Android TV Home Screen Still Image
Courtesy of Google

Google publicly unveiled the next version of Android TV, its smart TV operating system, during its Google I/O Developer Conference in Mountain View, Calif., Wednesday. With this update, which is scheduled to be rolled out in conjunction with the next version of Android later this year, Android TV devices will get a completely revamped user interface that puts a much bigger emphasis on content recommendations.

Google had first introduced Android TV in 2014, and the optics of the platform had remained more or less the same since. Existing Android TV devices have a home screen that features one row of content recommendations from a variety of apps and services, and otherwise a bunch of shortcuts to different apps.

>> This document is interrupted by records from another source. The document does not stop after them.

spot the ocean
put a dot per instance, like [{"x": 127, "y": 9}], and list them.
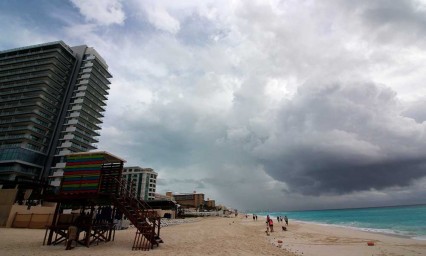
[{"x": 406, "y": 221}]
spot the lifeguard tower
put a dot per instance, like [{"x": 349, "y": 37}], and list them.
[{"x": 92, "y": 185}]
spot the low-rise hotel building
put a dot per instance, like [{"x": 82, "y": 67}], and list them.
[{"x": 144, "y": 180}]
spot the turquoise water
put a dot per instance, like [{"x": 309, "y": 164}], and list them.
[{"x": 407, "y": 221}]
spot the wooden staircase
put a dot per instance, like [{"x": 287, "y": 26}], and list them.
[{"x": 140, "y": 214}]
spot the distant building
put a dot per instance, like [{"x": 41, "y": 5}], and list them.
[
  {"x": 210, "y": 204},
  {"x": 144, "y": 180},
  {"x": 52, "y": 97}
]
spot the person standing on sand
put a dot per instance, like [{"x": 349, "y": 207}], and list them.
[{"x": 271, "y": 225}]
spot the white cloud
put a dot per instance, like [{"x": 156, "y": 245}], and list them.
[
  {"x": 102, "y": 12},
  {"x": 161, "y": 19}
]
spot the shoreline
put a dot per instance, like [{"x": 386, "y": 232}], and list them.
[
  {"x": 388, "y": 232},
  {"x": 230, "y": 236},
  {"x": 369, "y": 230}
]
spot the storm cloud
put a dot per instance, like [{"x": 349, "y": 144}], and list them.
[{"x": 258, "y": 104}]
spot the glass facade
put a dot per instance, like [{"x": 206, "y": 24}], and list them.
[{"x": 51, "y": 101}]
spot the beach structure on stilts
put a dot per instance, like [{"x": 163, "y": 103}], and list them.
[{"x": 93, "y": 186}]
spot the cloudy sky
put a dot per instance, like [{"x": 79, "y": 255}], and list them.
[{"x": 261, "y": 105}]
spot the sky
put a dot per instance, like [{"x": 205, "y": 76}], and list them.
[{"x": 260, "y": 105}]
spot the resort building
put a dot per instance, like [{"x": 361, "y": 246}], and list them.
[
  {"x": 52, "y": 97},
  {"x": 143, "y": 180}
]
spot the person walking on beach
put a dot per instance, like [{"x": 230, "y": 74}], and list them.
[{"x": 271, "y": 225}]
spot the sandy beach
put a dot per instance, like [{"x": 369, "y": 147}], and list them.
[{"x": 226, "y": 236}]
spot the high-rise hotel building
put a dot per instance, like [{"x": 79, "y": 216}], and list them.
[
  {"x": 52, "y": 97},
  {"x": 143, "y": 180}
]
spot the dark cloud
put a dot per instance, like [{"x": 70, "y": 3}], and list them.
[
  {"x": 340, "y": 138},
  {"x": 291, "y": 104}
]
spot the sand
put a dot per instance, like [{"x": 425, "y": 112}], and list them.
[{"x": 226, "y": 236}]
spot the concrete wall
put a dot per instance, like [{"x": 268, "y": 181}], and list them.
[
  {"x": 162, "y": 212},
  {"x": 37, "y": 216},
  {"x": 7, "y": 199}
]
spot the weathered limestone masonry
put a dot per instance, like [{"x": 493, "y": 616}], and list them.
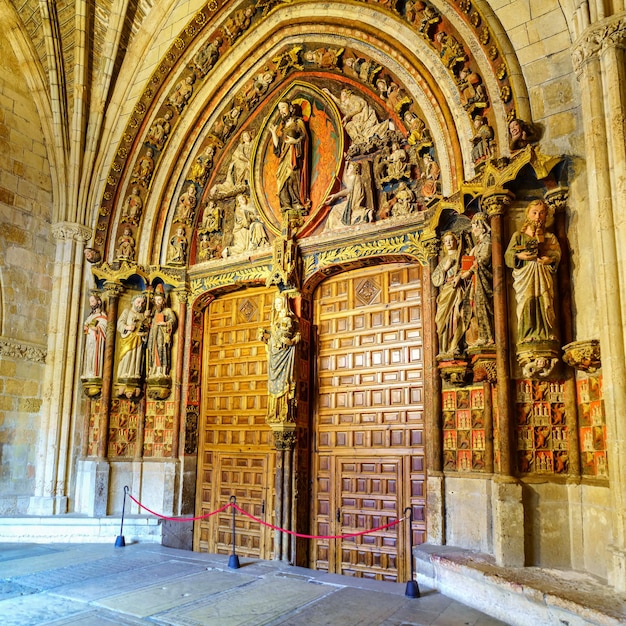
[{"x": 26, "y": 257}]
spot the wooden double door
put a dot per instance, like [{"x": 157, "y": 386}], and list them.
[
  {"x": 366, "y": 461},
  {"x": 368, "y": 426}
]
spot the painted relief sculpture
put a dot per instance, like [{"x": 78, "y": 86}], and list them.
[
  {"x": 534, "y": 254},
  {"x": 480, "y": 330},
  {"x": 248, "y": 230},
  {"x": 132, "y": 326},
  {"x": 452, "y": 317},
  {"x": 291, "y": 146},
  {"x": 95, "y": 328},
  {"x": 159, "y": 348},
  {"x": 281, "y": 341}
]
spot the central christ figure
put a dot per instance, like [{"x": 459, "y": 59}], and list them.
[{"x": 291, "y": 145}]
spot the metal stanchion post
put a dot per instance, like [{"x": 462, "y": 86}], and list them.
[
  {"x": 233, "y": 561},
  {"x": 412, "y": 588},
  {"x": 120, "y": 542}
]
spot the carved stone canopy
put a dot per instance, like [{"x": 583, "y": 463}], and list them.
[{"x": 583, "y": 355}]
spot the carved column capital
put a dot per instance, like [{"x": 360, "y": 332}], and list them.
[
  {"x": 609, "y": 33},
  {"x": 112, "y": 289},
  {"x": 583, "y": 355},
  {"x": 557, "y": 199},
  {"x": 496, "y": 202},
  {"x": 64, "y": 231}
]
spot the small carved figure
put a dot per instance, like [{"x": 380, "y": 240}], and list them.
[
  {"x": 225, "y": 127},
  {"x": 365, "y": 70},
  {"x": 534, "y": 254},
  {"x": 238, "y": 169},
  {"x": 95, "y": 329},
  {"x": 126, "y": 245},
  {"x": 480, "y": 331},
  {"x": 212, "y": 218},
  {"x": 482, "y": 141},
  {"x": 160, "y": 130},
  {"x": 355, "y": 206},
  {"x": 291, "y": 145},
  {"x": 430, "y": 177},
  {"x": 131, "y": 210},
  {"x": 398, "y": 166},
  {"x": 162, "y": 327},
  {"x": 289, "y": 60},
  {"x": 405, "y": 202},
  {"x": 202, "y": 166},
  {"x": 324, "y": 58},
  {"x": 248, "y": 230},
  {"x": 143, "y": 169},
  {"x": 186, "y": 205},
  {"x": 133, "y": 330},
  {"x": 418, "y": 133},
  {"x": 182, "y": 93},
  {"x": 281, "y": 340},
  {"x": 205, "y": 58},
  {"x": 450, "y": 50},
  {"x": 359, "y": 118},
  {"x": 178, "y": 247},
  {"x": 521, "y": 134},
  {"x": 257, "y": 89},
  {"x": 237, "y": 23},
  {"x": 451, "y": 316}
]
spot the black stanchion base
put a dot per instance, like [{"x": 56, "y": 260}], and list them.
[{"x": 412, "y": 590}]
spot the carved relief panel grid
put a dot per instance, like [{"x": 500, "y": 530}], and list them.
[
  {"x": 369, "y": 448},
  {"x": 235, "y": 455},
  {"x": 592, "y": 423},
  {"x": 542, "y": 434},
  {"x": 464, "y": 434}
]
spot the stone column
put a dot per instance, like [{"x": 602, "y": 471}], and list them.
[
  {"x": 61, "y": 383},
  {"x": 557, "y": 200},
  {"x": 435, "y": 480},
  {"x": 598, "y": 58},
  {"x": 508, "y": 508}
]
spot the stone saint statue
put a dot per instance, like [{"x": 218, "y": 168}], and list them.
[
  {"x": 132, "y": 327},
  {"x": 452, "y": 317},
  {"x": 534, "y": 255},
  {"x": 480, "y": 331},
  {"x": 95, "y": 328},
  {"x": 291, "y": 145},
  {"x": 281, "y": 340},
  {"x": 162, "y": 328}
]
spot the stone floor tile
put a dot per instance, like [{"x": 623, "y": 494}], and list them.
[{"x": 182, "y": 591}]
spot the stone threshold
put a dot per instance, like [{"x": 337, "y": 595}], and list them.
[
  {"x": 78, "y": 529},
  {"x": 524, "y": 596}
]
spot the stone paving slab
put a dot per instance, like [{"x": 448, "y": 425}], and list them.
[
  {"x": 159, "y": 598},
  {"x": 261, "y": 602},
  {"x": 135, "y": 578},
  {"x": 37, "y": 609}
]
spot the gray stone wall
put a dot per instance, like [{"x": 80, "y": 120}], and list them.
[{"x": 26, "y": 262}]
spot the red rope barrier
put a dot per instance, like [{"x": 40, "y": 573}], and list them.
[
  {"x": 178, "y": 519},
  {"x": 260, "y": 521},
  {"x": 295, "y": 534}
]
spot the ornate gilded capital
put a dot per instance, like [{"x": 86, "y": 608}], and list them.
[
  {"x": 583, "y": 355},
  {"x": 496, "y": 203},
  {"x": 557, "y": 199},
  {"x": 112, "y": 290},
  {"x": 66, "y": 231},
  {"x": 610, "y": 33},
  {"x": 20, "y": 350}
]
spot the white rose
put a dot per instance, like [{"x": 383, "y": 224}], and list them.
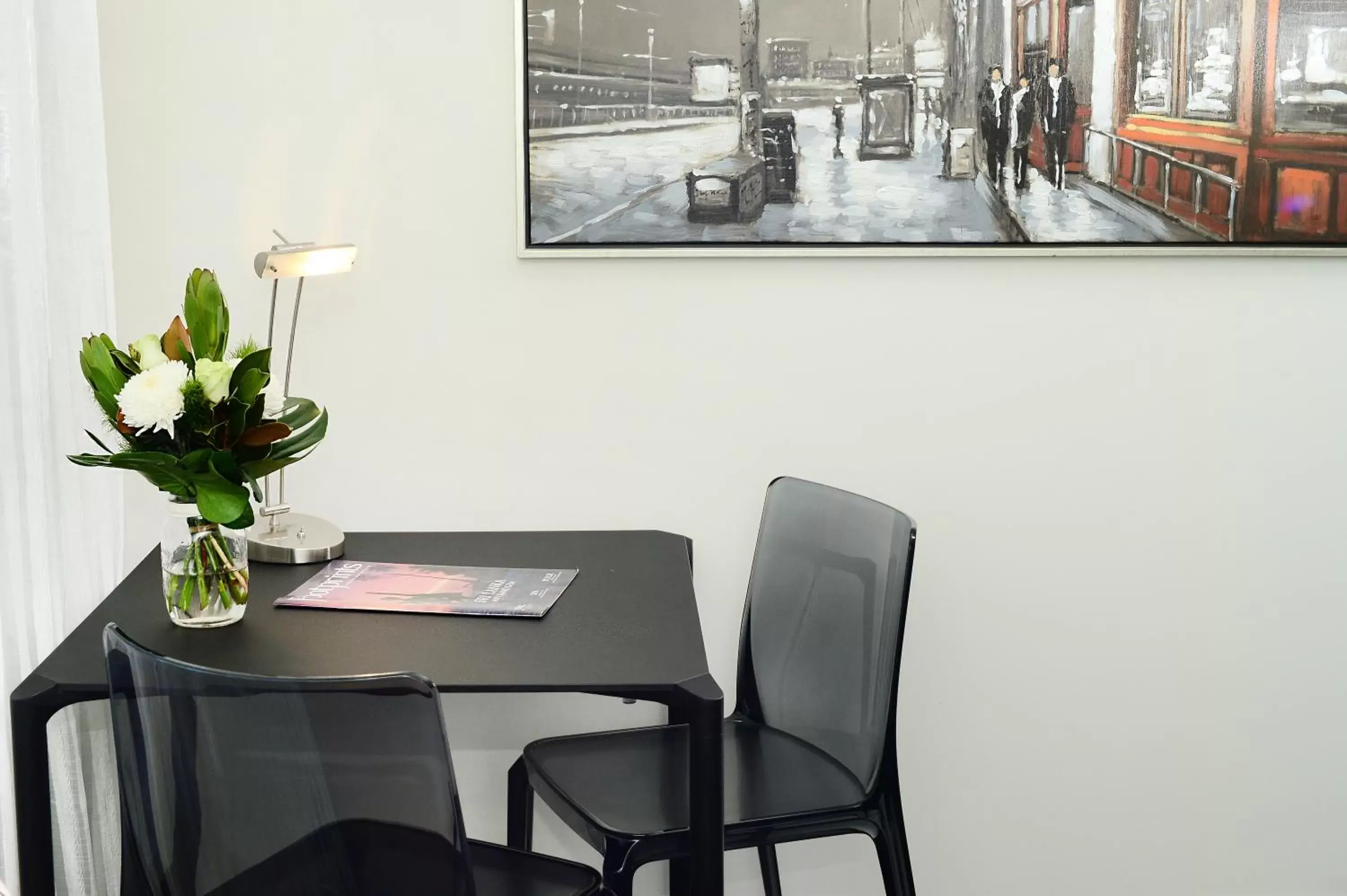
[
  {"x": 215, "y": 378},
  {"x": 153, "y": 399},
  {"x": 147, "y": 353},
  {"x": 274, "y": 403}
]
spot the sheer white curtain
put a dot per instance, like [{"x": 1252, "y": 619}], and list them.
[{"x": 60, "y": 525}]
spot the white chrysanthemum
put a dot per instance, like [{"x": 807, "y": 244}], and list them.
[
  {"x": 153, "y": 399},
  {"x": 274, "y": 402}
]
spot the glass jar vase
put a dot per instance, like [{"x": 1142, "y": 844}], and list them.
[{"x": 205, "y": 569}]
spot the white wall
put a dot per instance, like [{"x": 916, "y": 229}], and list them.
[{"x": 1124, "y": 670}]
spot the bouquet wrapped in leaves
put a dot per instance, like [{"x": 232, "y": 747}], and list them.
[{"x": 200, "y": 423}]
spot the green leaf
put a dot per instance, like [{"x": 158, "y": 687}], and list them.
[
  {"x": 124, "y": 363},
  {"x": 89, "y": 460},
  {"x": 100, "y": 369},
  {"x": 161, "y": 470},
  {"x": 224, "y": 464},
  {"x": 186, "y": 356},
  {"x": 250, "y": 384},
  {"x": 252, "y": 484},
  {"x": 255, "y": 413},
  {"x": 305, "y": 438},
  {"x": 157, "y": 463},
  {"x": 298, "y": 413},
  {"x": 205, "y": 314},
  {"x": 264, "y": 434},
  {"x": 259, "y": 360},
  {"x": 197, "y": 461},
  {"x": 108, "y": 404},
  {"x": 219, "y": 499}
]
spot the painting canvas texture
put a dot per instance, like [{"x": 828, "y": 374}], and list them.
[{"x": 939, "y": 123}]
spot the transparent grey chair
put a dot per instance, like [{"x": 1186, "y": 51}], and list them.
[
  {"x": 811, "y": 747},
  {"x": 240, "y": 785}
]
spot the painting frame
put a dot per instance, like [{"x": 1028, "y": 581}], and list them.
[{"x": 526, "y": 248}]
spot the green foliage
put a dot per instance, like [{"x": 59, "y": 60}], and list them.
[
  {"x": 198, "y": 415},
  {"x": 103, "y": 373},
  {"x": 207, "y": 316},
  {"x": 246, "y": 348},
  {"x": 217, "y": 452}
]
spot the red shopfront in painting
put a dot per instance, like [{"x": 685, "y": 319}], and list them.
[{"x": 1250, "y": 89}]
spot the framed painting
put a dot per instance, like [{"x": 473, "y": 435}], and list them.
[{"x": 788, "y": 127}]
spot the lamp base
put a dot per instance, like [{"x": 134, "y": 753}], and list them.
[{"x": 299, "y": 538}]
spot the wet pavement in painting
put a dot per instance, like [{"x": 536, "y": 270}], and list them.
[
  {"x": 576, "y": 180},
  {"x": 629, "y": 188},
  {"x": 841, "y": 200},
  {"x": 1048, "y": 215}
]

Now, Google is splitting up these recommendations by service, meaning that Netflix, YouTube and other apps on the platform automatically get their own row, or channel, as Google officially calls it.

Within that channel, publishers can surface TV shows, movies and other content based on their own priorities, and for example either highlight new content or redirect users to things they have been watching. “Oftentimes, these services know the user much better than Android TV does,” said Android TV Director Sascha Prueter in an interview with Variety.

Publishers can also opt to give users the choice to install multiple channels, and for example build separate recommendation rows for live and on-demand content. And users can always decide to remove a channel, or further customize the Android TV launch screen.

Prueter said that Google’s eventual goal with this channel model was to replace the traditional TV guide, and give users quicker access to the content they want. To that effect, Google also introduced a quick launch row of apps for users who prefer the Netflix interface over their smart TV menus. Another row offers direct access to recently-watched shows, targeting binge watchers who are looking to quickly jump to the next episode after turning on the TV set.

Android TV was a bit slow to take off after its original introduction in 2014, and some efforts to launch Android TV-based streaming boxes failed. Razer for example quickly discontinued its Android TV box, and Google stopped selling its Nexus Player some time ago.

However, Prueter said that the platform has been seeing growing momentum in recent months, thanks in part to a number of partnerships with  pay TV operators. In fact, he said that the majority of Android TV devices now have some kind of live TV input, meaning they’re smart TVs or pay TV boxes. “We are not just a OTT platform,” Prueter said.

Google hasn’t released any absolute numbers for Android TV, but Android Engineering VP Dave Burke said Wednesday that the platform now sees one million new device activations every two months.